At Land Rover's 900 acre Gaydon test and proving complex is a futuristic looking 4-storey building with aluminium panel cladding and vast expanses of glazing. The design and Engineering centre, completed in 1996, was purpose-designed to foster the talents of some of the finest engineers in the industry.

In developing Freelander, and all the latest-generation Land Rover vehicles, the engineers have phenomenally powerful tools at their disposal. The Vehicle Crash Simulation team have computers and software that produce a near 'virtual reality' in their 3-D modelling capability.
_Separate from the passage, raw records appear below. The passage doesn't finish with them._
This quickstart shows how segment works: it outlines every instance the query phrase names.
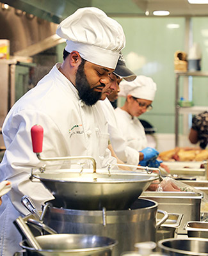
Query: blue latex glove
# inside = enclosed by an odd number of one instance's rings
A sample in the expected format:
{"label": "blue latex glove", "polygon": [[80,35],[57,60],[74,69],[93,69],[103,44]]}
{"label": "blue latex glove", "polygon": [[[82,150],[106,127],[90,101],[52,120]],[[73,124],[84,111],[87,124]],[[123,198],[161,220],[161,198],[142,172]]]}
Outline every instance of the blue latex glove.
{"label": "blue latex glove", "polygon": [[144,154],[143,160],[145,161],[156,159],[159,155],[158,151],[150,147],[145,148],[141,150],[141,152]]}
{"label": "blue latex glove", "polygon": [[147,147],[141,152],[144,155],[144,158],[142,161],[140,161],[139,164],[141,165],[142,166],[147,166],[147,162],[150,160],[156,159],[159,155],[159,152],[157,151],[155,148]]}
{"label": "blue latex glove", "polygon": [[160,166],[161,163],[163,163],[163,161],[158,161],[157,159],[150,160],[148,163],[148,167],[158,168]]}
{"label": "blue latex glove", "polygon": [[161,163],[163,163],[163,161],[158,161],[154,159],[153,160],[149,160],[149,161],[142,160],[140,161],[139,164],[142,166],[158,168]]}

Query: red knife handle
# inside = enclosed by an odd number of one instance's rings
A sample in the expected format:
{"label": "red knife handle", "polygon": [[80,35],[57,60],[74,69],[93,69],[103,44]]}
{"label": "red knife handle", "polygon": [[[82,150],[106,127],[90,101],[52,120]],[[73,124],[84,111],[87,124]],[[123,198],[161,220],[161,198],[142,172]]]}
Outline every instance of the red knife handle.
{"label": "red knife handle", "polygon": [[35,125],[31,129],[33,149],[34,153],[40,153],[43,148],[44,128]]}

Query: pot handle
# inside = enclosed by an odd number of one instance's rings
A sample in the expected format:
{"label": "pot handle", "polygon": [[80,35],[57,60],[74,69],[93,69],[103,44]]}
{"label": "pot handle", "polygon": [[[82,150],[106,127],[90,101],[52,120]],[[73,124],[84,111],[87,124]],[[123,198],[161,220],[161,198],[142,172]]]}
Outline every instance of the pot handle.
{"label": "pot handle", "polygon": [[26,252],[26,250],[21,250],[20,251],[15,252],[14,254],[13,255],[13,256],[22,256],[22,253],[24,252]]}
{"label": "pot handle", "polygon": [[21,198],[21,203],[36,218],[40,219],[40,214],[35,208],[35,204],[29,196],[23,196]]}
{"label": "pot handle", "polygon": [[160,226],[164,223],[165,221],[166,221],[168,219],[168,213],[166,211],[163,210],[157,210],[158,212],[162,213],[164,214],[164,216],[161,218],[161,220],[159,220],[157,223],[156,223],[156,229],[160,227]]}

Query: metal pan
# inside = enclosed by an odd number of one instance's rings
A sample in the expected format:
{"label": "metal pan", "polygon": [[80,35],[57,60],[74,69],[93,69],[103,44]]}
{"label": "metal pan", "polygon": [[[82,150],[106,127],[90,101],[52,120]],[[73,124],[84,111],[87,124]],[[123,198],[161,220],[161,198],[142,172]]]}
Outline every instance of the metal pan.
{"label": "metal pan", "polygon": [[[154,170],[160,173],[158,168],[142,166],[140,168],[147,172],[122,173],[122,170],[118,170],[113,172],[111,170],[111,164],[106,170],[97,170],[96,161],[91,156],[42,157],[40,152],[42,148],[43,128],[40,125],[34,125],[31,131],[33,152],[36,153],[40,161],[47,163],[61,161],[63,163],[66,161],[82,159],[83,161],[84,159],[93,164],[93,170],[84,170],[83,163],[81,164],[81,170],[60,168],[50,170],[46,164],[36,170],[32,170],[31,179],[39,179],[56,199],[63,202],[67,208],[81,210],[99,210],[103,207],[107,210],[127,209],[153,180],[161,177],[152,173]],[[130,166],[139,168],[138,166]]]}
{"label": "metal pan", "polygon": [[153,180],[156,173],[111,170],[61,169],[32,173],[54,197],[68,209],[82,210],[125,210],[138,198]]}

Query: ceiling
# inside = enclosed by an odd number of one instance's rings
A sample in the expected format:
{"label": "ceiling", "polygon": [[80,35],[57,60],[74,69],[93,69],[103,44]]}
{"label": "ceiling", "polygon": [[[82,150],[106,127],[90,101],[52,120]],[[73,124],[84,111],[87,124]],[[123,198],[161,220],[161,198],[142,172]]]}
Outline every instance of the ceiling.
{"label": "ceiling", "polygon": [[[109,16],[145,17],[149,12],[166,10],[170,17],[207,16],[208,4],[191,4],[188,0],[0,0],[41,19],[60,23],[78,8],[98,7]],[[49,4],[50,3],[50,4]]]}

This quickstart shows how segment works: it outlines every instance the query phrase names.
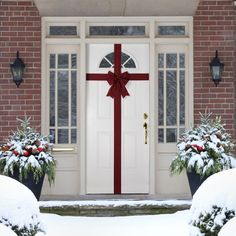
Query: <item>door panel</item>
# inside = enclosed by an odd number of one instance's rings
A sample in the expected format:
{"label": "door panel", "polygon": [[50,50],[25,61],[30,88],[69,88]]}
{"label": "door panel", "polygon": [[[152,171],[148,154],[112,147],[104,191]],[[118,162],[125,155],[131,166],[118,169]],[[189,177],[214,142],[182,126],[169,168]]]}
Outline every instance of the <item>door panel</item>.
{"label": "door panel", "polygon": [[[112,52],[113,44],[88,45],[87,73],[113,72]],[[122,72],[149,72],[147,44],[122,44],[122,52]],[[91,194],[114,191],[114,101],[106,96],[109,87],[107,81],[87,81],[86,174]],[[149,144],[144,144],[143,114],[149,112],[149,82],[130,80],[126,88],[130,96],[122,98],[121,190],[148,193]]]}
{"label": "door panel", "polygon": [[145,144],[144,113],[149,114],[149,82],[129,81],[130,96],[122,100],[122,192],[148,193],[149,140]]}
{"label": "door panel", "polygon": [[87,193],[113,193],[113,101],[107,82],[87,83]]}

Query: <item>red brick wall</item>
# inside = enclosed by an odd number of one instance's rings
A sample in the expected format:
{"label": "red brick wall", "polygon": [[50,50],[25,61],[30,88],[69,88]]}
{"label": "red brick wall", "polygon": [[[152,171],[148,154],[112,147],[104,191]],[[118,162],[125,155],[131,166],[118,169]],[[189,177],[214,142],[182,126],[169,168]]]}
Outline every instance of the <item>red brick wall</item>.
{"label": "red brick wall", "polygon": [[[220,115],[226,129],[235,134],[235,27],[232,0],[200,0],[194,16],[194,122],[206,108]],[[222,81],[215,87],[209,62],[218,50],[225,64]]]}
{"label": "red brick wall", "polygon": [[[17,88],[9,64],[16,58],[26,64],[24,81]],[[31,0],[0,1],[0,143],[15,129],[16,118],[31,116],[40,129],[41,19]]]}

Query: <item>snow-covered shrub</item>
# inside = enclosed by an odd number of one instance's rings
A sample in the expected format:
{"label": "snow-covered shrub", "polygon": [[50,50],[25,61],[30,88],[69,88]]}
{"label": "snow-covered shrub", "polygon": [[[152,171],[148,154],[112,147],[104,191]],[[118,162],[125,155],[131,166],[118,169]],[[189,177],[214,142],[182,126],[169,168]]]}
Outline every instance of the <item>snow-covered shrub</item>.
{"label": "snow-covered shrub", "polygon": [[218,236],[231,236],[236,232],[236,217],[229,220],[220,230]]}
{"label": "snow-covered shrub", "polygon": [[236,169],[210,176],[193,196],[191,236],[217,236],[236,214]]}
{"label": "snow-covered shrub", "polygon": [[0,175],[0,223],[18,236],[33,236],[43,231],[39,205],[33,193],[18,181],[3,175]]}
{"label": "snow-covered shrub", "polygon": [[211,119],[211,113],[201,114],[201,124],[183,133],[178,155],[170,165],[172,174],[194,170],[201,176],[209,176],[236,167],[230,152],[233,147],[230,135],[221,124],[221,118]]}
{"label": "snow-covered shrub", "polygon": [[5,236],[17,236],[14,231],[12,231],[9,227],[4,224],[0,224],[0,235]]}
{"label": "snow-covered shrub", "polygon": [[17,171],[20,180],[33,173],[36,183],[46,174],[51,183],[55,176],[55,159],[50,153],[49,137],[31,128],[30,118],[18,120],[21,127],[0,147],[0,173],[13,175]]}

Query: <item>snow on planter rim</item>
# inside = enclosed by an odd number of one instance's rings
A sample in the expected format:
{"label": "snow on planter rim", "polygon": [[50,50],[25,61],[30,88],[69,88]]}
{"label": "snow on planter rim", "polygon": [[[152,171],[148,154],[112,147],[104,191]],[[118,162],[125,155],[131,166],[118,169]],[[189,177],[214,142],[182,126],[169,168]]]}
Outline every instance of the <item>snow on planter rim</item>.
{"label": "snow on planter rim", "polygon": [[210,176],[193,196],[191,211],[212,209],[213,205],[236,211],[236,168]]}
{"label": "snow on planter rim", "polygon": [[220,230],[218,236],[235,235],[236,232],[236,217],[229,220]]}
{"label": "snow on planter rim", "polygon": [[34,194],[23,184],[0,175],[0,221],[19,228],[40,223],[39,205]]}

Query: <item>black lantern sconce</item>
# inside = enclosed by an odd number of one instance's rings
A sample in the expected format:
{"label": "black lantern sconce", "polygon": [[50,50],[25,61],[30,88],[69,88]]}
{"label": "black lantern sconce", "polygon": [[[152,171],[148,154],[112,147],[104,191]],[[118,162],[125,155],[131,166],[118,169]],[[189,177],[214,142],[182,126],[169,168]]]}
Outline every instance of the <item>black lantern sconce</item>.
{"label": "black lantern sconce", "polygon": [[220,62],[218,58],[218,51],[216,50],[216,56],[212,59],[210,65],[211,77],[216,87],[221,81],[221,74],[224,69],[224,64]]}
{"label": "black lantern sconce", "polygon": [[17,88],[19,88],[23,81],[23,73],[25,69],[25,63],[19,58],[19,51],[16,53],[16,60],[13,64],[10,64],[12,79],[15,82]]}

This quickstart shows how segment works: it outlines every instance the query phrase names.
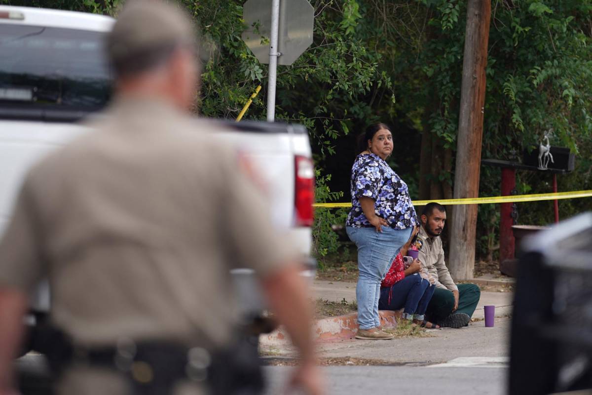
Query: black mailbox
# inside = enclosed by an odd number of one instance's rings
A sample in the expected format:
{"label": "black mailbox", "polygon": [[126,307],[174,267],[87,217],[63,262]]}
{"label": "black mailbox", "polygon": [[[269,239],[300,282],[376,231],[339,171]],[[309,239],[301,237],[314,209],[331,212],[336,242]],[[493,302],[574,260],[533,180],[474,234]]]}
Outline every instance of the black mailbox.
{"label": "black mailbox", "polygon": [[[551,146],[551,153],[553,156],[553,163],[550,160],[547,165],[549,169],[563,170],[571,172],[574,170],[575,163],[575,155],[570,153],[569,148]],[[527,166],[539,167],[539,148],[529,147],[524,150],[522,163]]]}

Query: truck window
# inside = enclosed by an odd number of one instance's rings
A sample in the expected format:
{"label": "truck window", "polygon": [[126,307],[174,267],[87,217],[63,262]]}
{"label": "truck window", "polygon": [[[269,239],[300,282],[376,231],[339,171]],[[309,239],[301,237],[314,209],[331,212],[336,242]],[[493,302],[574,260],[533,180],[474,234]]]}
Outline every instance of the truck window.
{"label": "truck window", "polygon": [[0,23],[0,107],[104,107],[111,91],[104,34]]}

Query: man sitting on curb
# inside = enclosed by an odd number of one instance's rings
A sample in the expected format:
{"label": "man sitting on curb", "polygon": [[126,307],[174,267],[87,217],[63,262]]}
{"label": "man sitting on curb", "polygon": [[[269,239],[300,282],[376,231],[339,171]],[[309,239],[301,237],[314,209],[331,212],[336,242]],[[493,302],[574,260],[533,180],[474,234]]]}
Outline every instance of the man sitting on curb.
{"label": "man sitting on curb", "polygon": [[422,213],[422,226],[416,241],[419,259],[436,279],[436,290],[427,306],[426,317],[440,326],[466,326],[479,303],[481,290],[474,284],[457,285],[444,262],[440,234],[446,221],[446,208],[436,203],[428,203]]}

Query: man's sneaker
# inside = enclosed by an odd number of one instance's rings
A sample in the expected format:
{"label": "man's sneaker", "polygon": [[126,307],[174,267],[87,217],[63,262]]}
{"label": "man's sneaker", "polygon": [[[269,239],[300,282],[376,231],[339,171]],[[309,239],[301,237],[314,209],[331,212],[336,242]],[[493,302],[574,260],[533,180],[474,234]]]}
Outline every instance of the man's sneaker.
{"label": "man's sneaker", "polygon": [[356,339],[363,340],[390,340],[394,337],[394,335],[384,332],[378,328],[358,329],[356,333]]}
{"label": "man's sneaker", "polygon": [[453,313],[439,322],[440,326],[449,328],[460,328],[466,326],[471,321],[471,317],[464,313]]}

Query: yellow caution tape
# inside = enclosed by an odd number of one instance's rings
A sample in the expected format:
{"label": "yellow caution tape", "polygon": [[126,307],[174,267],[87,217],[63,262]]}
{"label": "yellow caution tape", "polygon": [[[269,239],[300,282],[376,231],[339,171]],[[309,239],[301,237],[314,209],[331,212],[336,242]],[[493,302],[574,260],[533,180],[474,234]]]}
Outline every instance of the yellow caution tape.
{"label": "yellow caution tape", "polygon": [[[485,204],[488,203],[512,203],[514,202],[538,201],[539,200],[558,200],[559,199],[575,199],[577,198],[592,197],[592,191],[574,191],[572,192],[558,192],[551,194],[533,194],[532,195],[512,195],[510,196],[494,196],[484,198],[467,198],[464,199],[432,199],[431,200],[414,200],[414,205],[425,205],[430,202],[436,202],[443,205],[450,204]],[[350,207],[351,203],[316,203],[315,207],[334,208]]]}

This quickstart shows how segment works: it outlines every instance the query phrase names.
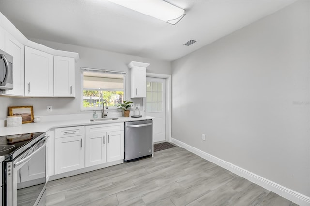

The system can break down a complete vehicle design, together with an occupant dummy, into 120,000 elements; for every element, it performs a calculation of stress in a particular crash situation.

Every millionth of a second

A crash is over in less than one tenth of a second; the system is so powerful that it can calculate impact stresses every millionth of a second of the simulated crash, giving hair-splitting detail and accuracy. Every single component as well as the whole vehicle can be animated, examined from any angle, and viewed inside as easily as from outside; layer after layer can be peeled away like the skin of an onion.

More than 400 of these 'virtual' crashes were performed for Freelander before a prototype was launched at the barrier. After each simulation, the resulting data was sent for processing to a Cray supercomputer; so monumental was the volume of data that it took even this electronic giant a total of 30 hours to do the number crunching for each simulation.